İstanbul Kent Savunması’nın çağrısıyla toplanan halk, 30 yıllığına Doğuş Grubuna verilen ve “Galataport” ismiyle anılan proje için, hukuksuz biçimde toplanan ÇED toplantısını yaptırmadı.
Toplantının yapılacağı Karaköy Liman İşletmeleri Yolcu Salonu önünde toplanan kent savunucuları, önce basın açıklaması yaptı daha sonra toplantı salonuna girerek toplantıyı protesto etti. Toplantı “sermaye defol, İstanbul bizimdir”, “bu daha başlangıç, mücadeleye devam” sloganları ile başlayamadan bitmiş oldu.
Toplantıdan önce İstanbul Kent Savunması adına basın açıklamasını okuyan Dr. Zerrin Bayraktar, “Karaköy sahilinin büyük bir bölümünü özelleştirecek ve halka tamamen kapatacak olan bu projeye karşı çıkmanın, Karaköy esnafının, bütün Beyoğlu ve İstanbul halkının boynunun borcu olduğunu düşünüyoruz. 2005 yılından beri Beyoğlu’nun kabusu olan bu proje, bütün yasalara, koruma kanunlarına aykırı bir biçimde hayata geçirilmek istenmektedir. Galataport projesinin Haliçport projesinden, Okmeydanı kentsel dönüşüm projesinden, adım adım otelleştirilen İstiklal Caddesi’nden ve Tarlabaşı’ndaki kentsel sürgünden bağımsız olmadığını çok iyi biliyoruz. Söz konusu olan başta kıyı bölgesinin olmak üzere Beyoğlu’nun özelleştirilmesi, kamusal niteliğinden arındırılması, yaşam değil sermaye odaklı dönüştürülmesidir. Bütün süreçlerinden habersiz olduğumuz, ihale, plan-proje aşamalarından bilinçli bir biçimde uzak tutulduğumuz bu projenin ne hikmetse göstermelik kısmından haberdar oluyoruz. Yasal prosedür gereği yapmaları gereken ve bu projede halkın katılımının olduğu yalanını söyleyecekleri mecralar için yapılan bu ÇED toplantısı bizim nazarımızda hiçbir meşruiyete sahip değildir. Ayrıca, bu proje geçtiğimiz yılın son günlerinde Beyoğlu derneklerinin açtığı dava sonucu iptal edilen Beyoğlu Kentsel Sit Alanı Koruma Amaçlı Nazım İmar Planı’na da aykırı hususlar taşımaktadır’’ dedi.

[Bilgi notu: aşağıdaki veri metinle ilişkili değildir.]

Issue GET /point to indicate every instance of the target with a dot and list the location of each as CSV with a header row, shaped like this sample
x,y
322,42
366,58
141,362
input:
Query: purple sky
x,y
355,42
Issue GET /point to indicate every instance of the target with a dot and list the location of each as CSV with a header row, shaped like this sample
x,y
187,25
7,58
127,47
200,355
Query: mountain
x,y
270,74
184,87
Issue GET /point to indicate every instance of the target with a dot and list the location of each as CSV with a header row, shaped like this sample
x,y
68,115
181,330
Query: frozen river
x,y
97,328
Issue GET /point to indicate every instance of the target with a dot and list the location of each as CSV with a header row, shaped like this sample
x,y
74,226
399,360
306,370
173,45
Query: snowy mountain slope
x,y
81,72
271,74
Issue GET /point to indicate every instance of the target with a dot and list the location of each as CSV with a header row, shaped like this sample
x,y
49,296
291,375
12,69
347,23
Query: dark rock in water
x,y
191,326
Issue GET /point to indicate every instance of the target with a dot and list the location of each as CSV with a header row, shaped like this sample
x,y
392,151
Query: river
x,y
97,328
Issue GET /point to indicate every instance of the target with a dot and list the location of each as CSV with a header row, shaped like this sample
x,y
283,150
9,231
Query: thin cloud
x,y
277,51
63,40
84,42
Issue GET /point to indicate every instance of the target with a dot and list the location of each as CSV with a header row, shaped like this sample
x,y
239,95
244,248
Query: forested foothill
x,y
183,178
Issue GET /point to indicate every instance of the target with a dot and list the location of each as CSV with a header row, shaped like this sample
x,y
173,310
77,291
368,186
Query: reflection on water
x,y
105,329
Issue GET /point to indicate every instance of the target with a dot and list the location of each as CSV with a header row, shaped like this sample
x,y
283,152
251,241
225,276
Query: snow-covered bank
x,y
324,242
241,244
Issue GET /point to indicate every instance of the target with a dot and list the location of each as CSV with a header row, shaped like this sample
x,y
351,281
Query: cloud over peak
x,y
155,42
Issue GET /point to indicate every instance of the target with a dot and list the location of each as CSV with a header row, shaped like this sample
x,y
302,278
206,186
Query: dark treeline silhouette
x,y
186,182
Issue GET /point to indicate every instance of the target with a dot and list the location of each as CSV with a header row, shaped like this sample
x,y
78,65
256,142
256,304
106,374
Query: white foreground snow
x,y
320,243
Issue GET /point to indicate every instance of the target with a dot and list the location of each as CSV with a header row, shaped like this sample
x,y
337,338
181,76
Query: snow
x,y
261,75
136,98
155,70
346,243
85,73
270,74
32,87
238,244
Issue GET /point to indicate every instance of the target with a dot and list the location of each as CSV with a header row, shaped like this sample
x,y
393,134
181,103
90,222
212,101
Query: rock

Beyoğlu ve sahili yok edecek “proje”
Daha sonra, Mimarlar Odası İstanbul Şube Başkanı Sami Yılmaztürk, ”Sahilin 1 kilometreden uzun bir kısmını halka kapatacak, bölgeyi soylulaştırarak esnafı yerinden edecek, bölgedeki yapılaşmayı kat kat artırarak trafik sıkışıklığı gibi birçok sorun yaratacak Galataport projesi hukuksuzdur” dedi. Yılmaztürk devamında, “Galataport için yapılan imar planlarını yıllar önce meslek odaları olarak dava etmiş ve iptal ettirmiştik. 2013’ün sonunda da Beyoğlu’nun koruma amaçlı imar planı bütüncül olmadığı ve Galataport gibi mega projeleri içermediği için iptal edildi. Dolayısıyla şu anda bölge plansızdır ve bu toplantı düzenlenerek suç işlenmiştir. Hem nüfus hem de yapılaşma açısından son derece yoğun olan Beyoğlu’na ek yük getirecek herhangi bir yapılaşmaya artık izin verilmemesi gerekiyor. Buraya tek bir turist gemisi geldiğinde bile trafiğin felç olduğunu görüyoruz. Galataport gibi 24 saat işleyen bir ticarethane bu sahili artık kullanamaz ve yaşanılamaz bir hale getirecek. Sahili 1200 metre boyunca halka kapatacak bu soylulaştırma projesi ayrıca kiraları yükselterek küçük işyerleri ve esnafı bölgeden sürecek ve alanın sosyal dokusunu rant uğruna yok edecektir’’ dedi.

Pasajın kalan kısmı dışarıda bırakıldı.